On the Construction of Gr\"obner Bases with Coefficients in Quotient Rings

TL;DR

This paper demonstrates how to construct Gröbner bases over quotient rings by leveraging Gröbner bases in polynomial rings over Noetherian rings, enabling practical computation in these algebraic structures.

Contribution

It establishes that Gröbner bases in quotient polynomial rings can be effectively constructed via Gröbner bases in polynomial rings over Noetherian rings, broadening computational methods.

Findings

Linear equations are solvable in quotient rings if solvable in the base ring.

Gröbner bases in quotient rings can be obtained from those in polynomial rings over the base ring.

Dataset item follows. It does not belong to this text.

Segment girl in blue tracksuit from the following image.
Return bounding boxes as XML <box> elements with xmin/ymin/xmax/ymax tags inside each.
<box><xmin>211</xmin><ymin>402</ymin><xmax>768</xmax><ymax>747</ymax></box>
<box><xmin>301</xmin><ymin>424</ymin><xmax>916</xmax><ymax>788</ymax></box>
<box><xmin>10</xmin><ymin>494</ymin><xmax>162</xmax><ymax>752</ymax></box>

Applications include polynomial rings over PIDs and fields, demonstrating practical utility.

Abstract

Let $\Lambda$ be a commutative Noetherian ring, and let $I$ be a proper ideal of $\Lambda$, $R=\Lambda /I$. Consider the polynomial rings $T=\Lambda [x_1,...x_n]$ and $A=R[x_1,...,x_n]$. Suppose that linear equations are solvable in $\Lambda$. It is shown that linear equations are solvable in $R$ (thereby theoretically Gr\"obner bases for ideals of $A$ are well defined and constructible) and that practically Gr\"obner bases in $A$ with respect to any given monomial ordering can be obtained by constructing Gr\"obner bases in $T$, and moreover, all basic applications of a Gr\"obner basis at the level of $A$ can be realized by a Gr\"obner basis at the level of $T$. Typical applications of this result are demonstrated respectively in the cases where $\Lambda=D$ is a PID, $\Lambda =D[y_1,...,y_m]$ is a polynomial ring over a PID $D$, and $\Lambda =K[y_1,...,y_m]$ is a polynomial ring over a field $K$.